In France, Mojabi was one of the leaders of the Union of Islamic Students Association in Europe – and was active in this group alongside Hassan Habibi, Sadeq Tabatabaei, Javad Ezhei, Karim Khodapanahi and Abolhassan Banisadr. Mojabi, in addition to Abolhassan Banisadr, Sadegh Ghotbzadeh, Mozaffar Firouz, Ahmad Ghazanfarpour were a group of Iranian residents in France who advised Khomeini.

== Return to Iran ==
With the return of Mojabi to Iran in 1978, a new chapter in his life commenced.

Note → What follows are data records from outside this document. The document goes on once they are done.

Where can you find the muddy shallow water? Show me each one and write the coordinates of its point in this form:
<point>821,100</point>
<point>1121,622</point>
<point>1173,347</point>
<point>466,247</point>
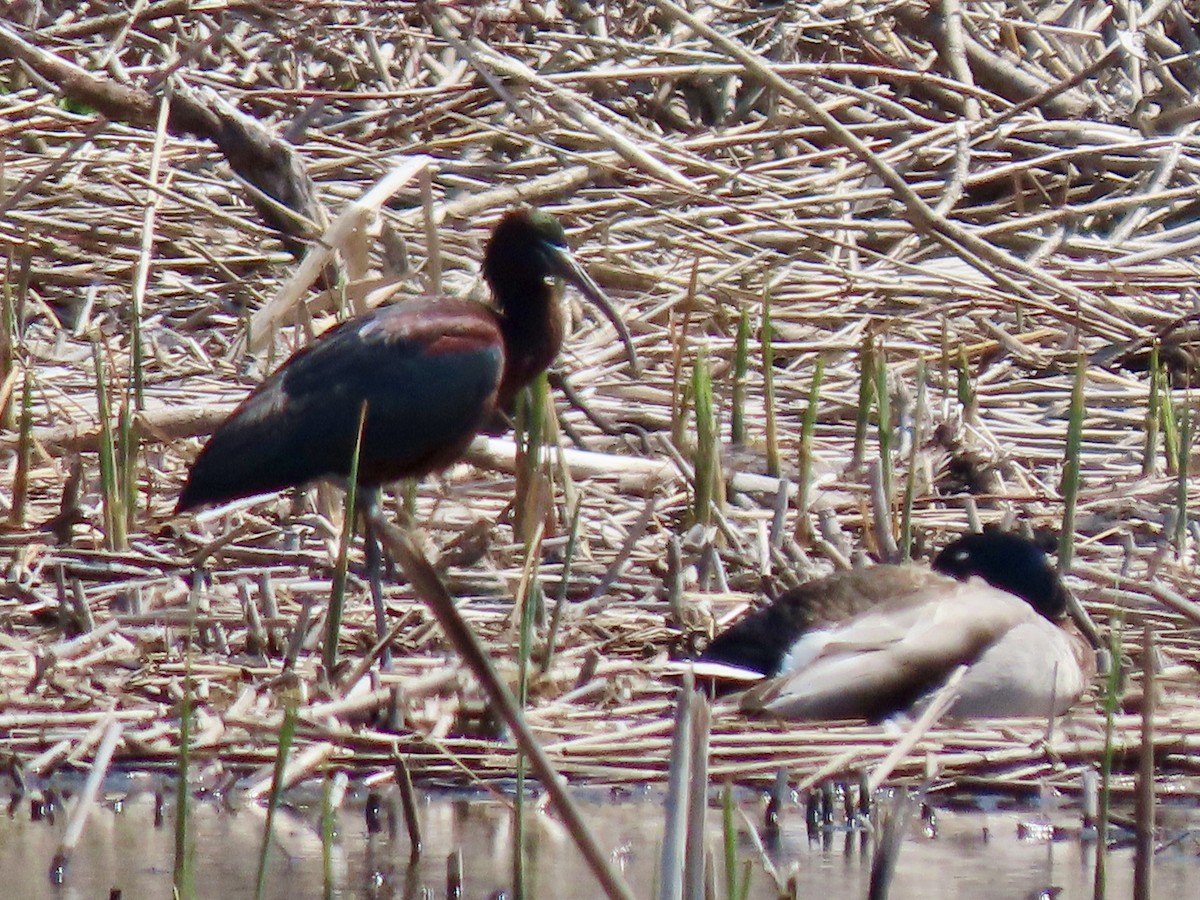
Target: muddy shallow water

In this period he returned to academia, and after 14 years away from his homeland became familiar once again with the political and social issues of Iran.	In late May 1978 with the order of Abolhassan Banisadr and with the excuse of the Cultural Revolution universities in Iran were suspended and Mojabi returned to Paris with his wife and children and did not return until October 1979. After returning to Iran and the reopening of universities, and whilst working at the National Iranian Oil Company (NIOC), Mojabi continued teaching in the universities.

Following the revolution, Mojabi attempted to run for candidacy for the Qazvin seat of the 1980 Iranian legislative election, however as an Independent candidate lacked the institutional support of other candidates.

Later, during the Iran–Iraq War, Mojabi would play a vital role in working for the NIOC, and for the Ministry of Defence where under the direction of Akbar Torkan, Mojabi was involved in projects such as the design of underground hospitals and other defence structures or military buildings.